Sunday, August 3, 2008

When it’s best to try to convince, rather than prove

(Reflections on Carroll C Arnold’s Introduction to Chaim Perelman’s “The Realm of Rhetoric”, University of Notre Dame Press, 1982).

When is it better to try for a convincing argument, rather than a conclusive one? And how would you go about that?

You should aim to convince, rather than prove, when your premises are disputable. That is, when you are dealing in the realm of “values” (as Perelman would say). I take it that this realm is bigger than it first appears: and would include decisions about most human social systems.

Argumentation that aims to convince can be termed “rhetoric”. Argumentation that aims at a proof, at a conclusion, can be termed “logic”. Logic can only be applied when your premises are indisputable. Beware of trying to apply logic into situations where your premises are open to opinion. You will end up with disparate and conflicting conclusions.

Rhetorical argument must have as its goal the “adherence” of an audience. Rhetorical argument, by the nature of the matters it deals with, will always have an audience. Even if that audience is just yourself. And its aim cannot be to get the audience totally signed-up to a claim. Rather, its goal can only be to increase the adherence of that audience to the claim. In the domains where rhetoric applies, we cannot hope for 100% acceptance of a claim. Only degrees of allegiance or adherence.

So, how do you argue in a good way, in the domains where your premises are disputable? That is, how do you argue rhetorically? One way to answer this is to draw analogies from the realm of logic: a realm we are more familiar with.

In logic, you build your argument from self evident premises. Premises that are universally true. In rhetoric, you need to build your argument from your audience’s knowledge and experience.

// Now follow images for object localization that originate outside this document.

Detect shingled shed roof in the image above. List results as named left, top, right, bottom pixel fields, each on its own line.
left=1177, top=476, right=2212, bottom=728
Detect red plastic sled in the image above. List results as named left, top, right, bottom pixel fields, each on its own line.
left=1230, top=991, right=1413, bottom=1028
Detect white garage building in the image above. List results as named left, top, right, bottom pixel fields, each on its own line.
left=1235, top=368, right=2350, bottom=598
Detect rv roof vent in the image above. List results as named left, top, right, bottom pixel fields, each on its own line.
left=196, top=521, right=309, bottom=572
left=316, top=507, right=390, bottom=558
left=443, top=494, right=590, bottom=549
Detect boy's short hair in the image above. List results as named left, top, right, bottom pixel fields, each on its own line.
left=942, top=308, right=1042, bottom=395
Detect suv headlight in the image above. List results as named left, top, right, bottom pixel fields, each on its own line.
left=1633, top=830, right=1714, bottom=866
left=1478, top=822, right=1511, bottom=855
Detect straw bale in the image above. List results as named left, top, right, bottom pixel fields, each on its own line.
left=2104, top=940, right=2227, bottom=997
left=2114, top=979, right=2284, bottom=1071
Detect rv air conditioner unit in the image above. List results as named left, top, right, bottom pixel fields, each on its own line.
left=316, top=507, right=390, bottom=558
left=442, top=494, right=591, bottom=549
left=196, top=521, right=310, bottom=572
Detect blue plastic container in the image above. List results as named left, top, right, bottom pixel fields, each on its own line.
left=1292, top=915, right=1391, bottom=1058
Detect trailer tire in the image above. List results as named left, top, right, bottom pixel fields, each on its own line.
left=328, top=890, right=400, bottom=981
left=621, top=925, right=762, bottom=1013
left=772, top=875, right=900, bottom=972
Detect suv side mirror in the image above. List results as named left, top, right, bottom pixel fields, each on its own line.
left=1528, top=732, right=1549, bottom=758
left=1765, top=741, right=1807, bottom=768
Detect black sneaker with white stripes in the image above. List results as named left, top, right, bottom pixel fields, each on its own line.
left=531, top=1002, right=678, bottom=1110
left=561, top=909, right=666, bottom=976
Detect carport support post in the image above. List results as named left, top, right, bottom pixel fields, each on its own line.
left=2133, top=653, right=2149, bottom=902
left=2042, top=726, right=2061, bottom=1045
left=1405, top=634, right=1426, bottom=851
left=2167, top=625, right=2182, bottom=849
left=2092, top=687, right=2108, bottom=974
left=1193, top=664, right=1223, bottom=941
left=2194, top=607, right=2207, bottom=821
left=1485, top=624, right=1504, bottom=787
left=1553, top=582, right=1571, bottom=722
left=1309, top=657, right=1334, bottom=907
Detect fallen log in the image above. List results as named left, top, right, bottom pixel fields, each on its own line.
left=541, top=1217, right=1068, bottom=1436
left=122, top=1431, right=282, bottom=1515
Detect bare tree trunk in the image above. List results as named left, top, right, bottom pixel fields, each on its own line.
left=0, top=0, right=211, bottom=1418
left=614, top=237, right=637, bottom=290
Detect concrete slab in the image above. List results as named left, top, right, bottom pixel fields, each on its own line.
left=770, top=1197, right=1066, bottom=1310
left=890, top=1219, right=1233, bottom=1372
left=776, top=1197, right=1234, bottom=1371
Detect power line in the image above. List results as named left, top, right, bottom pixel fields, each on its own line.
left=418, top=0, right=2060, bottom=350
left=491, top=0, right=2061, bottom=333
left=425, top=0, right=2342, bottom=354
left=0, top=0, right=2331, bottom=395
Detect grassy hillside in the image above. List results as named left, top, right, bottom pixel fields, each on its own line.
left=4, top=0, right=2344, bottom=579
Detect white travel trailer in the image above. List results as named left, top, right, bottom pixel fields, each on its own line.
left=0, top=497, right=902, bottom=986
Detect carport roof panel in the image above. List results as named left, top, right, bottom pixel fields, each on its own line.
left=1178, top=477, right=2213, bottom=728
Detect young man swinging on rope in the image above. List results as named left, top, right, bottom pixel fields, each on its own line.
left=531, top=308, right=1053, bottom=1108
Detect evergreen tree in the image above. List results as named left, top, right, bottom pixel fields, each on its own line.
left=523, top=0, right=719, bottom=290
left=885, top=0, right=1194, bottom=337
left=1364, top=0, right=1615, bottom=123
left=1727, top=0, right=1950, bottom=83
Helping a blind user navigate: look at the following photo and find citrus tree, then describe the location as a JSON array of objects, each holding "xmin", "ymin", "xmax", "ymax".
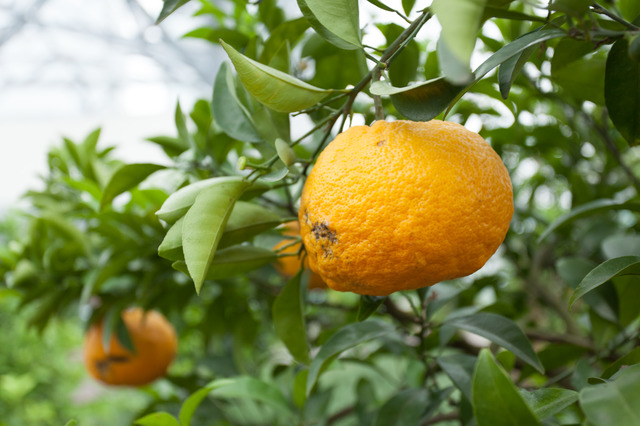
[{"xmin": 2, "ymin": 0, "xmax": 640, "ymax": 424}]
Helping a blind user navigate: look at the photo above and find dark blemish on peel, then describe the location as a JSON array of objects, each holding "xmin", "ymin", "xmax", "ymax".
[
  {"xmin": 312, "ymin": 222, "xmax": 337, "ymax": 244},
  {"xmin": 376, "ymin": 139, "xmax": 386, "ymax": 147}
]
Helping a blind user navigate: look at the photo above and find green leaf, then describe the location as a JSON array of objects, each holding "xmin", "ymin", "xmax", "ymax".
[
  {"xmin": 183, "ymin": 27, "xmax": 249, "ymax": 50},
  {"xmin": 219, "ymin": 201, "xmax": 282, "ymax": 249},
  {"xmin": 619, "ymin": 0, "xmax": 640, "ymax": 21},
  {"xmin": 379, "ymin": 24, "xmax": 420, "ymax": 87},
  {"xmin": 483, "ymin": 6, "xmax": 547, "ymax": 22},
  {"xmin": 156, "ymin": 0, "xmax": 190, "ymax": 24},
  {"xmin": 206, "ymin": 376, "xmax": 291, "ymax": 414},
  {"xmin": 539, "ymin": 199, "xmax": 640, "ymax": 242},
  {"xmin": 306, "ymin": 320, "xmax": 395, "ymax": 395},
  {"xmin": 373, "ymin": 388, "xmax": 430, "ymax": 426},
  {"xmin": 357, "ymin": 296, "xmax": 386, "ymax": 321},
  {"xmin": 179, "ymin": 386, "xmax": 214, "ymax": 426},
  {"xmin": 605, "ymin": 37, "xmax": 640, "ymax": 144},
  {"xmin": 520, "ymin": 388, "xmax": 579, "ymax": 420},
  {"xmin": 472, "ymin": 349, "xmax": 541, "ymax": 426},
  {"xmin": 260, "ymin": 18, "xmax": 310, "ymax": 64},
  {"xmin": 580, "ymin": 364, "xmax": 640, "ymax": 425},
  {"xmin": 569, "ymin": 256, "xmax": 640, "ymax": 308},
  {"xmin": 366, "ymin": 0, "xmax": 395, "ymax": 13},
  {"xmin": 370, "ymin": 78, "xmax": 464, "ymax": 122},
  {"xmin": 100, "ymin": 163, "xmax": 165, "ymax": 210},
  {"xmin": 437, "ymin": 353, "xmax": 477, "ymax": 401},
  {"xmin": 548, "ymin": 0, "xmax": 590, "ymax": 16},
  {"xmin": 221, "ymin": 40, "xmax": 331, "ymax": 113},
  {"xmin": 297, "ymin": 0, "xmax": 361, "ymax": 50},
  {"xmin": 135, "ymin": 412, "xmax": 179, "ymax": 426},
  {"xmin": 63, "ymin": 420, "xmax": 78, "ymax": 426},
  {"xmin": 432, "ymin": 0, "xmax": 487, "ymax": 84},
  {"xmin": 158, "ymin": 217, "xmax": 184, "ymax": 261},
  {"xmin": 273, "ymin": 272, "xmax": 311, "ymax": 364},
  {"xmin": 446, "ymin": 313, "xmax": 543, "ymax": 373},
  {"xmin": 212, "ymin": 62, "xmax": 262, "ymax": 143},
  {"xmin": 182, "ymin": 181, "xmax": 248, "ymax": 293},
  {"xmin": 38, "ymin": 213, "xmax": 91, "ymax": 258},
  {"xmin": 602, "ymin": 347, "xmax": 640, "ymax": 379},
  {"xmin": 156, "ymin": 177, "xmax": 270, "ymax": 224},
  {"xmin": 146, "ymin": 136, "xmax": 188, "ymax": 157},
  {"xmin": 173, "ymin": 245, "xmax": 277, "ymax": 280},
  {"xmin": 175, "ymin": 101, "xmax": 195, "ymax": 149},
  {"xmin": 402, "ymin": 0, "xmax": 416, "ymax": 15},
  {"xmin": 498, "ymin": 44, "xmax": 537, "ymax": 99}
]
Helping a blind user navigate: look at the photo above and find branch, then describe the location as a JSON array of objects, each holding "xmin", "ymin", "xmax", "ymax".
[{"xmin": 591, "ymin": 3, "xmax": 640, "ymax": 30}]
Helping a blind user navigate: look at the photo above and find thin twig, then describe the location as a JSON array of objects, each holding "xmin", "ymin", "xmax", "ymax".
[{"xmin": 591, "ymin": 3, "xmax": 640, "ymax": 30}]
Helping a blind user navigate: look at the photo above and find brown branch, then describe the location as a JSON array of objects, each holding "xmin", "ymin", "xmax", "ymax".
[{"xmin": 383, "ymin": 298, "xmax": 421, "ymax": 325}]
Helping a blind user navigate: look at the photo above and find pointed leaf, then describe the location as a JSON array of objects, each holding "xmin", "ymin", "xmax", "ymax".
[
  {"xmin": 498, "ymin": 44, "xmax": 538, "ymax": 99},
  {"xmin": 212, "ymin": 62, "xmax": 262, "ymax": 143},
  {"xmin": 101, "ymin": 163, "xmax": 165, "ymax": 210},
  {"xmin": 306, "ymin": 320, "xmax": 395, "ymax": 395},
  {"xmin": 156, "ymin": 0, "xmax": 190, "ymax": 24},
  {"xmin": 179, "ymin": 386, "xmax": 214, "ymax": 426},
  {"xmin": 432, "ymin": 0, "xmax": 486, "ymax": 84},
  {"xmin": 472, "ymin": 349, "xmax": 541, "ymax": 426},
  {"xmin": 605, "ymin": 37, "xmax": 640, "ymax": 144},
  {"xmin": 580, "ymin": 364, "xmax": 640, "ymax": 425},
  {"xmin": 273, "ymin": 272, "xmax": 311, "ymax": 364},
  {"xmin": 182, "ymin": 181, "xmax": 248, "ymax": 293},
  {"xmin": 357, "ymin": 296, "xmax": 387, "ymax": 321},
  {"xmin": 297, "ymin": 0, "xmax": 361, "ymax": 50},
  {"xmin": 156, "ymin": 177, "xmax": 270, "ymax": 223},
  {"xmin": 539, "ymin": 199, "xmax": 640, "ymax": 242},
  {"xmin": 221, "ymin": 40, "xmax": 331, "ymax": 113},
  {"xmin": 520, "ymin": 388, "xmax": 578, "ymax": 420},
  {"xmin": 373, "ymin": 388, "xmax": 430, "ymax": 426},
  {"xmin": 173, "ymin": 245, "xmax": 277, "ymax": 280},
  {"xmin": 437, "ymin": 354, "xmax": 477, "ymax": 401},
  {"xmin": 446, "ymin": 313, "xmax": 543, "ymax": 373},
  {"xmin": 135, "ymin": 412, "xmax": 179, "ymax": 426},
  {"xmin": 569, "ymin": 256, "xmax": 640, "ymax": 308},
  {"xmin": 175, "ymin": 101, "xmax": 195, "ymax": 149}
]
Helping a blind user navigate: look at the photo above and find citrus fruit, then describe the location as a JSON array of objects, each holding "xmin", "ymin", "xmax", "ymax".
[
  {"xmin": 273, "ymin": 221, "xmax": 327, "ymax": 290},
  {"xmin": 83, "ymin": 307, "xmax": 177, "ymax": 386},
  {"xmin": 299, "ymin": 120, "xmax": 513, "ymax": 296}
]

You need to appeal to what they know. To what they value. To what they have gone through. You also need to take into account your audience’s current situation.

In logic, you rely on definitions of terms. Once a term is defined to mean a certain thing – its meaning is clear to everyone dealing in that formal system. For example, in the Tax Act, the term “assessable income” is defined in the “definitions” section of the Act. That term, “assessable income” will retain that defined meaning throughout the Act. Its meaning is not open to dispute by any accountant or judge.

In rhetoric, where you are dealing with language in an informal system (not the formal systems of logic), your language will always be ambiguous. You can’t pin a single definition down to a term. So, what can the rhetorician do? Her only option is to make her particular meaning of a word compelling to an audience. She must give her meaning of the word “presence” to that audience.

Finally, logic reaches its conclusions by following deductive steps in a formal proof. The logical rules, which allow you to advance from one step to the next, are well understood and universally agreed. No such formal rules exist for rhetoric. Instead, you need to make “liaisons” between ideas. You progress as you see and build the links between ideas. The rhetorician will use metaphor, examples and models to create these liaisons. She will also resort to argument by analogy, or by an appeal to the way things are (as viewed by the audience) to make these links.

Perelman’s contention, in the end, is that it's possible, in fact it's more intellectually honest, to aim for arguments that are “inconclusive” (in the logical, positivist sense) and yet still “convincing”.